El Centro probably existed when I grew up in San Diego, but I’m sure it wasn’t until the major east-west freeway out of it was named after the town that San Diegans became aware of it. Heading east for Phoenix, we topped off the gas at the first Native American truck stop, and headed to El Centro. Up through ridgeline wind turbines towering over boulder piles scattered along the highway. In one stretch, Imperial and San Diego counties traded border signs six times, and we kept an eye out for what could make each of them care for this arid and isolated area. Something must be happening here, for we saw three new sleek helicopters dangling skyhooks or perched on rock platforms ready for service.
Yuma is 33 miles ahead, and I must have missed seeing the exit to El Centro. I have a feeing that someone from CalTrans probably named the freeway to honor the only thing out here. A few miles further, the road comes to within a half-mile of the U.S. Mexico border, crossing the Rio Grande east of Sand Dunes State Park. Wethe mny who have made the journey across these sands.

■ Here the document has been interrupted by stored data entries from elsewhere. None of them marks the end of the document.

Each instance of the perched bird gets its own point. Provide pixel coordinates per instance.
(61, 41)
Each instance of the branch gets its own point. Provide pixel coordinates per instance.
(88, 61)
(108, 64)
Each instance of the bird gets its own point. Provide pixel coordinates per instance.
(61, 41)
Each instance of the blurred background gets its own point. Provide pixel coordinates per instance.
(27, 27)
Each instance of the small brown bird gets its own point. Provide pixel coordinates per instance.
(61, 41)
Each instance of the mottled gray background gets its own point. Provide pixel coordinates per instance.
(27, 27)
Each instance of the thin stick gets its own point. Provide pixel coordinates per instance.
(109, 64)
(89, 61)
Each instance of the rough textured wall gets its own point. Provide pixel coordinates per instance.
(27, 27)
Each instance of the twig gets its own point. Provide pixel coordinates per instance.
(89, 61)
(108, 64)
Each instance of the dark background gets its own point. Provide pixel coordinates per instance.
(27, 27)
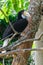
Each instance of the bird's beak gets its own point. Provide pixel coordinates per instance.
(26, 14)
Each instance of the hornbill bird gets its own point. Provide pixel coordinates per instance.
(19, 26)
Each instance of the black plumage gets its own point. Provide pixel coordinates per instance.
(19, 25)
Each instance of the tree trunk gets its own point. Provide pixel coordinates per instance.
(39, 44)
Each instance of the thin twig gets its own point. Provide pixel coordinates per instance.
(20, 50)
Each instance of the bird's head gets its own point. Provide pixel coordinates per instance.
(23, 14)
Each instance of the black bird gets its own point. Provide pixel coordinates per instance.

We drove all day today, and arrived at Camp Verde, Arizona about 5pm. It's in the middle of the state between Phoenix and Flagstaff. The Distant Drums RV Resort is homebase to a huge collection of enormous RVs, and their owners have been very welcoming. The sunset from the pool deck, as we drank beer and chatted, was spectacular. Would have been better if I'd remembered to bring my camera from the car, but I did find a photo online to show you what it looked like. We were pleased the temperature had dropped to the mid 70's this evening.
Tomorrow, we're aiming to get to somewhere east of Albuquerque. We're hoping the next night we'll be in Arkansas.